Jean et Martin Huygues-Despointes n’ont en tout cas pas hésité à porter plainte en diffamation contre la CGTG et l’Humanité pour ces propos : « La famille Despointes a bâti sa fortune sur la traite négrière, l’économie de plantation et l’esclavage salarial. »
Mais, si la cour d’appel de Basse-Terre lui a donné raison, c’est un tout autre jugement que vient de rendre la chambre de la presse du tribunal de grande instance de Paris.

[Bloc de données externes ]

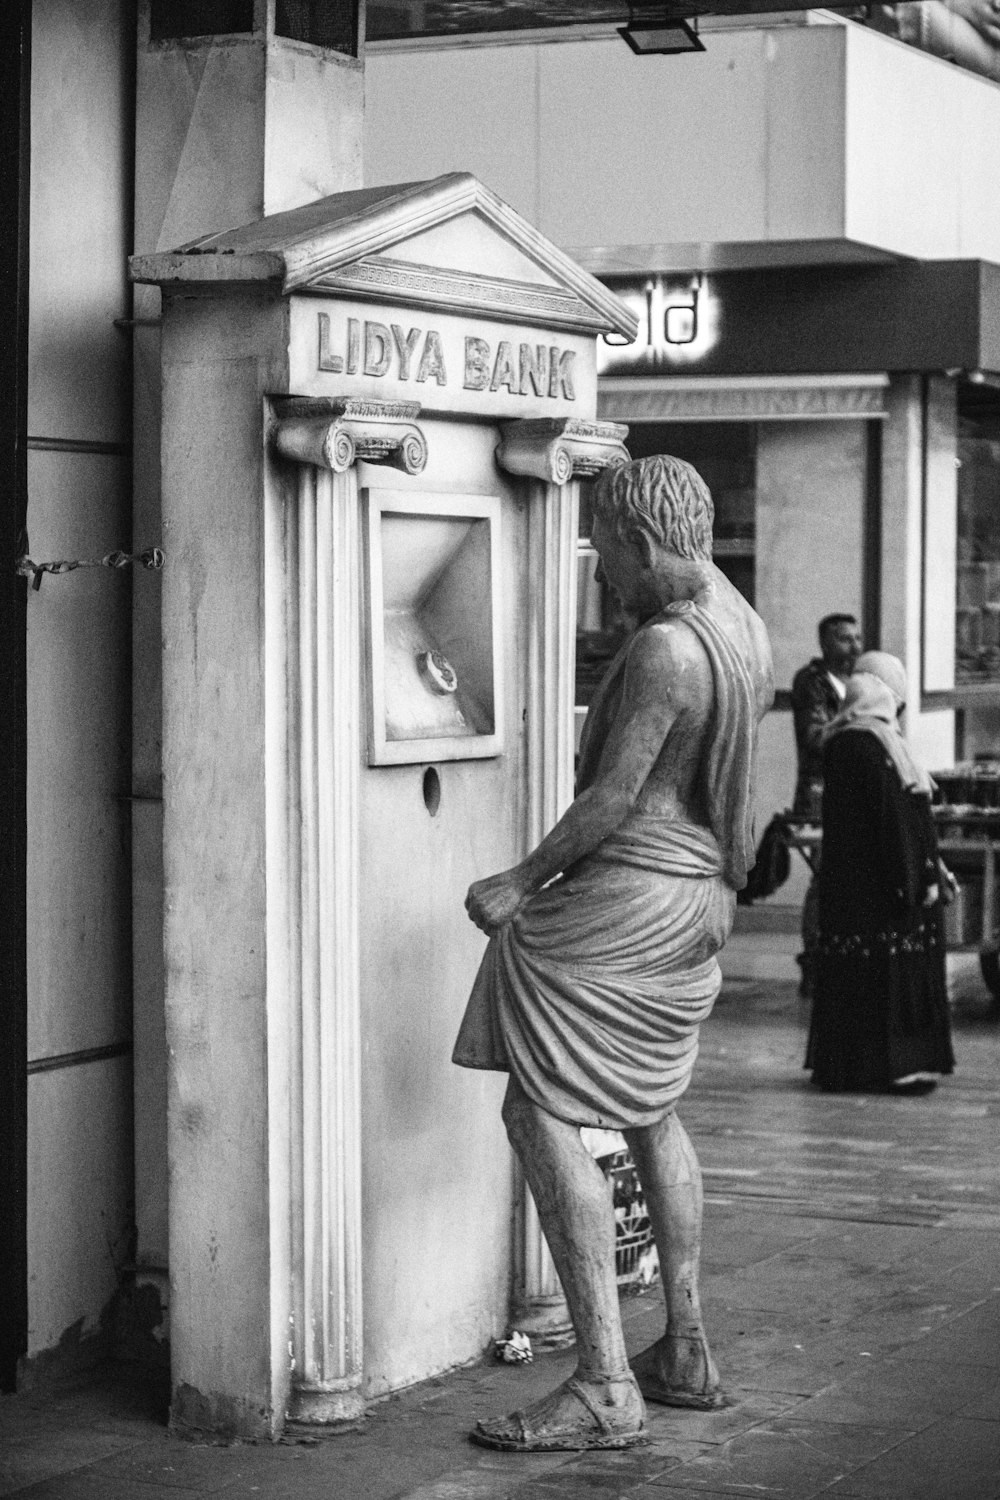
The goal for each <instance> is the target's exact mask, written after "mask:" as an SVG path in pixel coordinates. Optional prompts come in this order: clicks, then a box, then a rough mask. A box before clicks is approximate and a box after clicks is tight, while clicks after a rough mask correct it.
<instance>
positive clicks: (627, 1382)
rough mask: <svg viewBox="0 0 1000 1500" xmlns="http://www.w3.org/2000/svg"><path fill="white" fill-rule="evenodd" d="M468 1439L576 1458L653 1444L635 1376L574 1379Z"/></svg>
mask: <svg viewBox="0 0 1000 1500" xmlns="http://www.w3.org/2000/svg"><path fill="white" fill-rule="evenodd" d="M469 1437H471V1439H472V1442H474V1443H480V1446H481V1448H501V1449H504V1451H505V1452H508V1454H556V1452H577V1451H580V1449H585V1448H634V1446H636V1445H639V1443H648V1442H649V1439H648V1437H646V1413H645V1407H643V1403H642V1397H640V1394H639V1388H637V1385H636V1382H634V1379H633V1377H631V1376H624V1377H622V1379H621V1380H600V1382H598V1380H580V1379H577V1377H576V1376H571V1377H570V1380H565V1382H564V1383H562V1385H561V1386H558V1388H556V1389H555V1391H553V1392H552V1394H550V1395H547V1397H543V1400H541V1401H535V1404H534V1406H529V1407H526V1409H525V1410H523V1412H511V1413H510V1416H499V1418H493V1419H492V1421H489V1422H477V1424H475V1427H474V1428H472V1431H471V1433H469Z"/></svg>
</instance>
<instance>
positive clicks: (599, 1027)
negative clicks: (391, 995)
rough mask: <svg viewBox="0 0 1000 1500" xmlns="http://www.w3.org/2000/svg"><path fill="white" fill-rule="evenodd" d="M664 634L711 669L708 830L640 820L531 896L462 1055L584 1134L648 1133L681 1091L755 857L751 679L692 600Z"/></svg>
mask: <svg viewBox="0 0 1000 1500" xmlns="http://www.w3.org/2000/svg"><path fill="white" fill-rule="evenodd" d="M664 618H666V619H670V618H682V619H684V621H685V624H687V625H690V628H691V630H693V631H694V633H696V636H697V637H699V640H700V642H702V646H703V648H705V652H706V655H708V660H709V663H711V667H712V678H714V709H712V715H711V720H709V724H708V730H706V744H705V753H703V760H702V777H703V786H702V792H703V801H705V805H706V807H708V808H709V826H708V828H706V826H702V825H697V823H691V822H685V820H678V819H667V817H658V816H652V814H649V813H640V811H633V813H630V816H628V817H627V819H625V820H624V822H622V825H621V826H619V828H616V829H615V832H613V834H610V835H609V837H607V838H604V840H603V841H601V843H600V844H598V846H597V847H595V849H594V850H592V852H591V853H589V855H585V856H583V858H582V859H579V861H577V862H576V864H574V865H573V867H571V868H570V870H567V871H565V874H564V876H561V877H559V879H558V880H555V882H552V883H550V885H547V886H544V888H543V889H541V891H538V892H537V894H535V895H532V897H531V898H529V900H528V901H526V903H525V906H523V907H522V909H520V910H519V913H517V915H516V916H514V919H513V921H510V922H508V924H507V926H505V927H502V929H501V930H499V932H498V933H495V935H493V936H492V938H490V941H489V947H487V950H486V954H484V957H483V963H481V966H480V972H478V975H477V978H475V984H474V987H472V995H471V998H469V1004H468V1007H466V1011H465V1019H463V1022H462V1026H460V1031H459V1038H457V1041H456V1047H454V1053H453V1061H454V1062H457V1064H459V1065H460V1067H463V1068H490V1070H498V1071H504V1073H511V1074H513V1076H514V1077H516V1079H517V1082H519V1085H520V1086H522V1089H523V1091H525V1094H526V1095H528V1097H529V1098H531V1100H534V1101H535V1104H538V1106H540V1107H541V1109H544V1110H547V1112H549V1113H550V1115H555V1116H556V1118H559V1119H564V1121H570V1122H571V1124H576V1125H598V1127H607V1128H616V1130H628V1128H633V1127H639V1125H651V1124H654V1122H655V1121H658V1119H663V1116H664V1115H666V1113H667V1112H669V1110H670V1107H672V1106H673V1104H675V1103H676V1100H678V1098H679V1097H681V1095H682V1094H684V1091H685V1089H687V1086H688V1082H690V1077H691V1070H693V1067H694V1059H696V1056H697V1041H699V1026H700V1023H702V1022H703V1020H705V1019H706V1016H708V1014H709V1011H711V1010H712V1005H714V1004H715V998H717V995H718V990H720V986H721V974H720V968H718V962H717V959H715V954H717V953H718V950H720V948H721V947H723V944H724V942H726V939H727V936H729V930H730V927H732V919H733V907H735V894H733V892H735V891H736V889H739V888H741V886H742V885H744V883H745V880H747V868H748V865H750V864H753V856H754V852H753V808H751V784H753V762H754V748H756V729H757V700H756V693H754V685H753V679H751V676H750V672H748V667H747V664H745V661H744V658H742V655H741V654H739V652H738V651H736V648H735V646H733V643H732V642H730V640H729V637H727V636H726V634H724V631H723V630H721V628H720V625H718V624H717V622H715V621H714V619H712V616H711V615H709V613H708V612H706V610H705V609H702V607H700V606H699V604H696V603H693V601H691V600H682V601H678V603H675V604H670V606H667V609H666V610H664V612H663V615H658V616H657V621H663V619H664ZM652 624H655V621H652ZM627 657H628V646H625V648H624V649H622V652H621V654H619V655H618V657H616V660H615V661H613V663H612V666H610V669H609V672H607V675H606V678H604V681H603V682H601V687H600V690H598V696H597V699H595V703H594V706H592V709H591V714H589V715H588V724H586V726H585V733H583V739H582V744H580V771H579V784H580V786H586V784H588V783H589V781H591V780H592V777H594V772H595V769H597V763H598V760H600V754H601V748H603V739H604V735H606V733H607V727H609V724H610V723H613V717H615V714H613V709H615V708H616V706H618V702H621V694H622V685H624V676H625V663H627ZM592 726H597V729H595V732H591V729H592ZM601 730H603V732H601ZM597 739H600V742H595V741H597Z"/></svg>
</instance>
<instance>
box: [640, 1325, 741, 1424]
mask: <svg viewBox="0 0 1000 1500" xmlns="http://www.w3.org/2000/svg"><path fill="white" fill-rule="evenodd" d="M663 1337H664V1338H670V1340H675V1341H678V1343H685V1344H697V1346H699V1349H700V1352H702V1355H703V1359H705V1379H703V1382H702V1386H700V1389H699V1388H693V1386H675V1385H669V1383H667V1382H666V1380H664V1379H663V1376H661V1374H660V1359H658V1358H657V1347H658V1346H657V1344H651V1346H649V1349H643V1352H642V1355H637V1356H636V1359H634V1361H633V1374H634V1376H636V1383H637V1386H639V1389H640V1391H642V1394H643V1397H645V1398H646V1401H654V1403H657V1406H675V1407H687V1409H688V1410H691V1412H718V1410H720V1407H724V1406H729V1401H727V1398H726V1395H724V1394H723V1391H721V1388H720V1383H718V1374H717V1373H714V1365H712V1356H711V1355H709V1349H708V1340H706V1338H705V1335H703V1334H700V1335H688V1334H664V1335H663Z"/></svg>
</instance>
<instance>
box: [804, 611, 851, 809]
mask: <svg viewBox="0 0 1000 1500" xmlns="http://www.w3.org/2000/svg"><path fill="white" fill-rule="evenodd" d="M819 633H820V651H822V652H823V655H819V657H813V660H811V661H808V663H807V664H805V666H804V667H801V670H798V672H796V673H795V678H793V681H792V715H793V718H795V748H796V751H798V757H799V774H798V780H796V784H795V802H793V811H795V814H796V817H808V819H810V820H811V822H819V820H820V796H822V793H823V730H825V729H826V726H828V724H829V721H831V720H832V718H835V717H837V714H838V712H840V706H841V703H843V702H844V690H846V682H847V678H849V676H850V673H852V672H853V670H855V661H856V660H858V657H859V655H861V652H862V649H864V646H862V639H861V625H859V624H858V621H856V619H855V616H853V615H825V616H823V619H820V625H819Z"/></svg>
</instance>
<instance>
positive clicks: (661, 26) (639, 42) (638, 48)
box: [618, 5, 705, 57]
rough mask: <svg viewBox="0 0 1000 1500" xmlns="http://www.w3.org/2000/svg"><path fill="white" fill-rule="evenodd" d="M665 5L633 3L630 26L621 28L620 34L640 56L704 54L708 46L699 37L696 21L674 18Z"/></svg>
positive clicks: (619, 27) (630, 13)
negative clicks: (699, 52) (689, 20)
mask: <svg viewBox="0 0 1000 1500" xmlns="http://www.w3.org/2000/svg"><path fill="white" fill-rule="evenodd" d="M669 9H672V7H669V6H666V5H630V6H628V26H619V27H618V34H619V36H621V37H624V39H625V40H627V42H628V45H630V46H631V49H633V52H637V54H639V55H640V57H658V55H660V57H663V55H672V54H675V52H703V51H705V43H703V42H702V39H700V37H699V34H697V21H696V23H694V26H688V23H687V21H681V20H676V18H673V17H672V15H670V13H669Z"/></svg>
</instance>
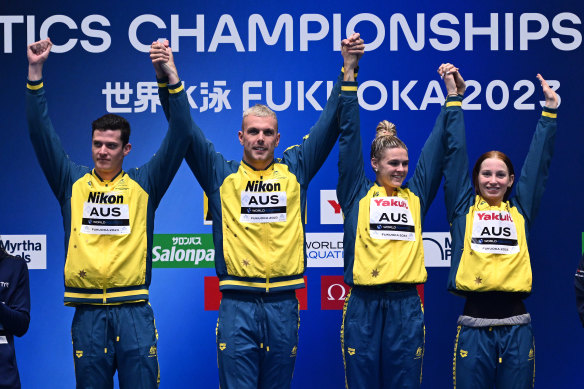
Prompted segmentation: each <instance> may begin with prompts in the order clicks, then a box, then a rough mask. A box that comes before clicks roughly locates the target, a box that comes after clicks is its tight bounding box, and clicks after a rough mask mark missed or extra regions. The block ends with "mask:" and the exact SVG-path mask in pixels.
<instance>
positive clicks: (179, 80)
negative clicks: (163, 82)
mask: <svg viewBox="0 0 584 389" xmlns="http://www.w3.org/2000/svg"><path fill="white" fill-rule="evenodd" d="M184 89H185V88H184V86H183V84H182V81H180V80H179V81H178V82H177V83H176V84H171V85H168V92H169V93H170V94H171V95H174V94H177V93H179V92H180V91H182V90H184Z"/></svg>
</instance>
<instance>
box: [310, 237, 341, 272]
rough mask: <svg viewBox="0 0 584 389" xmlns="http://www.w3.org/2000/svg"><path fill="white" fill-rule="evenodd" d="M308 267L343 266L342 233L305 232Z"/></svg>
mask: <svg viewBox="0 0 584 389" xmlns="http://www.w3.org/2000/svg"><path fill="white" fill-rule="evenodd" d="M306 256H307V262H308V267H343V233H342V232H331V233H316V232H312V233H310V232H309V233H307V234H306Z"/></svg>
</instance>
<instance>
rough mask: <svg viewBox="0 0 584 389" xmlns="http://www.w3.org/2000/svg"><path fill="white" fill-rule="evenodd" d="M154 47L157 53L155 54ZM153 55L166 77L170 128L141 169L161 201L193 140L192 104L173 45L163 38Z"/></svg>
mask: <svg viewBox="0 0 584 389" xmlns="http://www.w3.org/2000/svg"><path fill="white" fill-rule="evenodd" d="M152 50H155V51H156V53H157V55H155V56H154V57H153V55H152ZM152 50H151V53H150V57H151V59H152V64H153V65H154V69H155V71H156V74H157V77H159V76H161V77H162V78H164V79H165V80H167V85H166V89H167V93H168V95H169V96H168V97H167V109H168V118H169V121H168V124H169V125H168V131H167V133H166V136H165V137H164V139H163V140H162V143H161V145H160V148H159V149H158V151H157V152H156V154H155V155H154V156H153V157H152V158H151V159H150V161H148V163H146V164H145V165H144V166H142V168H141V169H139V170H140V171H143V172H145V173H146V174H148V179H149V182H150V185H151V189H152V190H151V194H152V196H154V204H155V205H158V203H159V202H160V200H161V199H162V196H163V195H164V193H165V192H166V189H167V188H168V186H169V185H170V183H171V181H172V179H173V178H174V175H175V174H176V172H177V170H178V168H179V167H180V165H181V163H182V160H183V158H184V155H185V153H186V150H187V148H188V146H189V144H190V141H191V116H190V108H189V103H188V100H187V96H186V93H185V91H184V87H183V85H182V83H181V82H180V79H179V77H178V71H177V69H176V65H175V63H174V58H173V55H172V49H171V48H170V47H168V41H167V42H166V45H165V44H164V43H161V42H154V43H153V44H152Z"/></svg>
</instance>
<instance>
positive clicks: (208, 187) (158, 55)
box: [150, 41, 223, 192]
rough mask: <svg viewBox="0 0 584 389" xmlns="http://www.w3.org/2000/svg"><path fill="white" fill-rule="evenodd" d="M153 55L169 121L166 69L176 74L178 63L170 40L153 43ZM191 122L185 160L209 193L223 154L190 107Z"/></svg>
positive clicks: (167, 77)
mask: <svg viewBox="0 0 584 389" xmlns="http://www.w3.org/2000/svg"><path fill="white" fill-rule="evenodd" d="M150 58H151V59H152V64H153V65H154V70H155V72H156V79H157V81H158V97H159V98H160V104H161V105H162V109H163V110H164V113H165V115H166V118H167V120H169V121H170V119H171V117H172V112H171V111H170V110H169V97H170V93H169V88H170V87H169V83H170V82H171V79H170V78H169V77H168V76H167V74H169V73H167V72H165V71H164V68H165V66H167V67H168V68H169V69H170V70H171V71H172V70H173V69H174V72H175V73H176V66H174V58H173V54H172V49H171V48H170V47H169V46H168V41H165V42H152V46H151V48H150ZM189 121H190V137H191V139H190V141H189V147H188V148H187V151H186V155H185V160H186V161H187V163H188V165H189V168H190V169H191V171H192V172H193V174H194V175H195V177H196V178H197V181H198V182H199V184H200V185H201V187H202V188H203V190H205V191H206V192H209V191H212V190H214V189H215V188H214V185H215V182H216V181H215V180H214V179H213V172H215V164H216V163H220V162H221V161H223V156H222V155H221V154H218V153H216V152H215V147H214V146H213V144H212V143H211V142H210V141H208V140H207V139H206V138H205V135H204V134H203V131H201V129H200V128H199V126H197V124H196V123H195V122H194V120H193V119H192V117H191V116H190V108H189Z"/></svg>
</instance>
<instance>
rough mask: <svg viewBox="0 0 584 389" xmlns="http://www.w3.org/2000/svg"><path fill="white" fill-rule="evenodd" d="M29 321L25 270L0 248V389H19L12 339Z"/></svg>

Dans ses attendus, elle considère que, « à partir d’un jeu de mots sur le terme de “maître”, l’article développe l’idée d’un parallèle entre l’esclavage et le salariat, entrant dans un débat sociologique, voire ethnologique et idéologique, au terme duquel il est considéré que la domination des maîtres à la base de l’esclavage se poursuivrait par la domination capitaliste, “l’esclavage du salariat” ». Concernant la « mainmise sur l’économie du pays », là encore la juridiction parisienne donne raison à notre journal : « L’auteur de l’article se borne à exprimer son opinion critique sur un modèle économique, dans la ligne éditoriale de l’organe de presse, et n’impute aucun fait précis ou de nature à porter atteinte à leur honneur ou considération comme constitutif d’une infraction ou d’un acte contraire à la morale commune. »
Informé de cette heureuse issue judiciaire, mais totalement contraire à celle infligée à la CGTG, et à l’appréciation qu’avaient faite les juridictions guadeloupéennes du propos mis en cause, Elie Domota, secrétaire général de l’Union générale des travailleurs de Guadeloupe (UGTG), s’interroge. « Je me demande si un tribunal, en Guadeloupe, aurait pris une telle décision », nous confie-t-il. « Depuis toujours, il y a une connivence manifeste entre le patronat singulièrement blanc péyi é béké et la justice coloniale. Très souvent, ces gens-là sont mis en cause, et les tribunaux trouvent un moyen de les disculper. Un système où des descendants d’esclavagistes peuvent ériger une stèle à la gloire des premiers colons sanguinaires sans être condamnés », dénonce le syndicaliste.